Dans la création d'un parfum, le produit n'a pas un maximum de matérialité et on peut s'interroger sur sa réalité. Quelle est la réalité, le "poids" d'un parfum, sinon la concentration d'informations? L'odeur informe. L'évanescence d'un parfum, dans sa dispersion provisoire, garde assez de densité pour nous convaincre. L'image née de l'ordinateur, de même, est une accumulation d'informations. Elle relève d'un art du melting-pot, d'une activité qui fait usage d'un mixeur, remplit d'informations qui y sont brassées, malaxées. Mais la plupart des "ingrédients" qui entrent dans la composition de l'image ne sont pas n'importe quelles données. Ils ont déjà été sélectionnées dans le but de l'image finale, comme sont sélectionnées les bases d'un parfum, et ont déjà une connotation esthétique.
"Cuisine" qui rend difficile l'accès à des mondes vraiment neufs, et donne la tentation d'un travail préparé, comme soufflé par quelque Cyrano de Bergerac, révélant ce qui, peut-être, serait resté dans l'ombre sans cette médiation...
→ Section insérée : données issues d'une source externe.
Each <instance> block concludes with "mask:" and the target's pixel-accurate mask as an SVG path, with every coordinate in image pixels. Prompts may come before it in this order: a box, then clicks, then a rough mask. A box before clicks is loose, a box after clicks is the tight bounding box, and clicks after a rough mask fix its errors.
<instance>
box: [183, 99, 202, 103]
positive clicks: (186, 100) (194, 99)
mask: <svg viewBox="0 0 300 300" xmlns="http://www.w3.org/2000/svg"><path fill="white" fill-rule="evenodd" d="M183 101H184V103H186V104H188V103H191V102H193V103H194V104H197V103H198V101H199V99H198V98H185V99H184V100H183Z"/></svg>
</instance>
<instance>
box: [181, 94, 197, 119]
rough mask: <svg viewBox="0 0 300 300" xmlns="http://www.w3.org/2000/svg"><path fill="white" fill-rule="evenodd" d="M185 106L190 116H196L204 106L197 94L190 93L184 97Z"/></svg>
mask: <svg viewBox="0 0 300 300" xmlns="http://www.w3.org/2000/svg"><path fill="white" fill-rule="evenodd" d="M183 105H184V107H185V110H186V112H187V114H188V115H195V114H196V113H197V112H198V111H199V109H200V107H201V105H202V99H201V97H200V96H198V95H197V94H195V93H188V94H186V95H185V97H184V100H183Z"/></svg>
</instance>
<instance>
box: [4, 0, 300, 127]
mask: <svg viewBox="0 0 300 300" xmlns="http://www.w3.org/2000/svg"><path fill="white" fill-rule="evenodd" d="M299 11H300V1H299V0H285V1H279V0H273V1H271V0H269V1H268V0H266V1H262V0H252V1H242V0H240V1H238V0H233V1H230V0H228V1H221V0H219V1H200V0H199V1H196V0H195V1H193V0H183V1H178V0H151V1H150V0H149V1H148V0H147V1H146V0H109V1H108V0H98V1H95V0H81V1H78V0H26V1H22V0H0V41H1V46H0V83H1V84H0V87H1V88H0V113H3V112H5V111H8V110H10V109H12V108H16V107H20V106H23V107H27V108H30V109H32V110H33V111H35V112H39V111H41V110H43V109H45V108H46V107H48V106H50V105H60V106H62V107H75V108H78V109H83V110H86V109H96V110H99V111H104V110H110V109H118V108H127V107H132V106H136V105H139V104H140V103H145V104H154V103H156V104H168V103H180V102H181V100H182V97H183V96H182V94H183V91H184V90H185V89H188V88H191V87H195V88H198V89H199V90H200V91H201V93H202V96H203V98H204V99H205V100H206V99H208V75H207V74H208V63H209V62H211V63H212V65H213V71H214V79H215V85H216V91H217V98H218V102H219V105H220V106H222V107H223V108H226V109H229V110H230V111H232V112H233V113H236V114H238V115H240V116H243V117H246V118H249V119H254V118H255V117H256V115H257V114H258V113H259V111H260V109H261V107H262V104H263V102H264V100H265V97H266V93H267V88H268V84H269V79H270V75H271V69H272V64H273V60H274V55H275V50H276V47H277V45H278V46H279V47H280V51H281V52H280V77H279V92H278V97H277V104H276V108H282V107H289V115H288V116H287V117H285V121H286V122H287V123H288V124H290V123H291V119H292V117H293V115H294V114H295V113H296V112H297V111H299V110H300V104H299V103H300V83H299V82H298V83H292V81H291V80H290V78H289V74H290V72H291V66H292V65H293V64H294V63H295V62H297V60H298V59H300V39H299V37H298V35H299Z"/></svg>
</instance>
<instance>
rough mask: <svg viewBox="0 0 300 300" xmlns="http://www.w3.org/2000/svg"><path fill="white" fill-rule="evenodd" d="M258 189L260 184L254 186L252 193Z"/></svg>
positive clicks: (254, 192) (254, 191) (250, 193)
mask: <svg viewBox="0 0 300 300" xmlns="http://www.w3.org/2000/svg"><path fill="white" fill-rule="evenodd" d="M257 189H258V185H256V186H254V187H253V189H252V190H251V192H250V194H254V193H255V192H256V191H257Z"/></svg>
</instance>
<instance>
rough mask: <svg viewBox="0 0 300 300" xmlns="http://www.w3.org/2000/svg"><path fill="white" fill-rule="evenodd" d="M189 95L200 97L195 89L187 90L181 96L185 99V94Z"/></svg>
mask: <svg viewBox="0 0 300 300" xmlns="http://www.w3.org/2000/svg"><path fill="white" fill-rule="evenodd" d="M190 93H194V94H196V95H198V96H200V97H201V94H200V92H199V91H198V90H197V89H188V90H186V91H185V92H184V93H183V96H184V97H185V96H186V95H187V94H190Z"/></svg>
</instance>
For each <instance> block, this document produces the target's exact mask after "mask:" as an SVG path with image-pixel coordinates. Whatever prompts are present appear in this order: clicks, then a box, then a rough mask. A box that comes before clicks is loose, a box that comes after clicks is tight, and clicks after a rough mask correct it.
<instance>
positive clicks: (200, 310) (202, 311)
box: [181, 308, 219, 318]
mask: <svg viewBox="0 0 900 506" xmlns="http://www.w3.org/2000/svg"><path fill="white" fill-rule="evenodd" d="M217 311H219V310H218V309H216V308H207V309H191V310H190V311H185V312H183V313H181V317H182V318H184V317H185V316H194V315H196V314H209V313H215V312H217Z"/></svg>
Un travail, en tous cas, qui passe par la précision d'une formulation, d'une "recette" possible et qui en permet le clonage. Le parfum pas plus que l'image informatique ne possède d'original, non plus que de matrice. Ils ont pour base une incorruptible formule garante de leur absence. L'un comme l'autre sont mis en flacon, pliés et invariables dans leur vie protégée par le verre, se déployant à volonté et reproductibles à l'infini.
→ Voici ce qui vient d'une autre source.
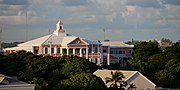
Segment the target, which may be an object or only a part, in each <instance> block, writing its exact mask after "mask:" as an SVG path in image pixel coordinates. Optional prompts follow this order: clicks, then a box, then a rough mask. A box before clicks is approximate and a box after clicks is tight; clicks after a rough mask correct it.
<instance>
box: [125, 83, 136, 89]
mask: <svg viewBox="0 0 180 90" xmlns="http://www.w3.org/2000/svg"><path fill="white" fill-rule="evenodd" d="M127 90H136V85H135V84H134V83H131V84H129V87H128V88H127Z"/></svg>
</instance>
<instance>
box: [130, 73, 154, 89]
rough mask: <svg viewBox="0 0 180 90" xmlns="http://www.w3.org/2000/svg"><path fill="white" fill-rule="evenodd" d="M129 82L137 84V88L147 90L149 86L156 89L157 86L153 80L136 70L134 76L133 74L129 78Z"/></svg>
mask: <svg viewBox="0 0 180 90" xmlns="http://www.w3.org/2000/svg"><path fill="white" fill-rule="evenodd" d="M142 82H143V83H142ZM127 83H133V84H135V86H136V89H137V90H142V89H145V90H146V89H148V88H149V89H150V90H155V87H156V85H155V84H154V83H153V82H151V81H150V80H149V79H147V78H146V77H145V76H143V75H142V74H141V73H139V72H136V73H135V74H134V75H133V76H131V77H130V78H129V79H128V80H127Z"/></svg>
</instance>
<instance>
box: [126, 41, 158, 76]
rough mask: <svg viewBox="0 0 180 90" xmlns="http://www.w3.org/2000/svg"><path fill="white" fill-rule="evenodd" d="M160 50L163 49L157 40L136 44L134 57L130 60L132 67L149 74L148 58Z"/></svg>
mask: <svg viewBox="0 0 180 90" xmlns="http://www.w3.org/2000/svg"><path fill="white" fill-rule="evenodd" d="M160 52H161V50H160V49H159V47H158V43H157V42H156V41H149V42H141V43H140V44H137V45H135V46H134V53H133V59H132V60H131V61H130V62H129V63H130V65H131V68H132V69H133V70H138V71H140V72H141V73H143V74H145V75H147V71H148V68H147V65H148V62H147V61H148V58H149V57H151V56H152V55H154V54H158V53H160Z"/></svg>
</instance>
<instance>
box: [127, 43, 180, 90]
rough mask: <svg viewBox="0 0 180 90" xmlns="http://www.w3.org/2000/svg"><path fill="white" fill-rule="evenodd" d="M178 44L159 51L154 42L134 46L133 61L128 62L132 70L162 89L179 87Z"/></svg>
mask: <svg viewBox="0 0 180 90" xmlns="http://www.w3.org/2000/svg"><path fill="white" fill-rule="evenodd" d="M179 59H180V42H177V43H175V44H173V45H172V46H171V47H166V48H165V49H164V50H163V51H161V50H160V47H159V46H158V43H157V42H156V41H153V42H152V41H150V42H141V43H140V44H137V45H135V47H134V53H133V59H132V60H131V61H130V62H129V63H130V66H131V68H132V69H133V70H138V71H140V72H141V73H143V74H144V75H145V76H146V77H153V79H152V80H154V82H156V84H157V85H158V86H162V87H169V88H170V87H172V88H178V87H180V84H179V83H176V82H180V79H179V78H180V77H179V76H180V60H179Z"/></svg>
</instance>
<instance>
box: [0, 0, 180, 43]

Pour le spectateur, il s'agit alors d'accepter ces images comme un nouvel art, de les évaluer à partir d'elles-mêmes pour éviter la frustration des comparaisons. Le spectateur se doit à une activité composite pour ne pas regarder comme on regarde des peintures et mettre en évidence ce que ces images ont perdu, ce qui serait les ravaler au rang d'huiles de machines, mais essayer de voir ce qu'elles apportent de nouveau, par l'usage des technologies, dans un sens positif. Si tant est que l'image soit chargée encore de significations, de qualités évocatrices, et en souhaitant qu'elle puisse éveiller d'autres sens que la vue, ou, du moins, amener le spectateur à une interactivité nouvelle, comme on s'active à partager un secret dans l'expérience d'un parfum. L'image est une image dans laquelle on peut pénétrer et sa nouvelle dimension est celle du mélange. Elle appelle l'oeil multiple et combiné d'un nouveau spectateur.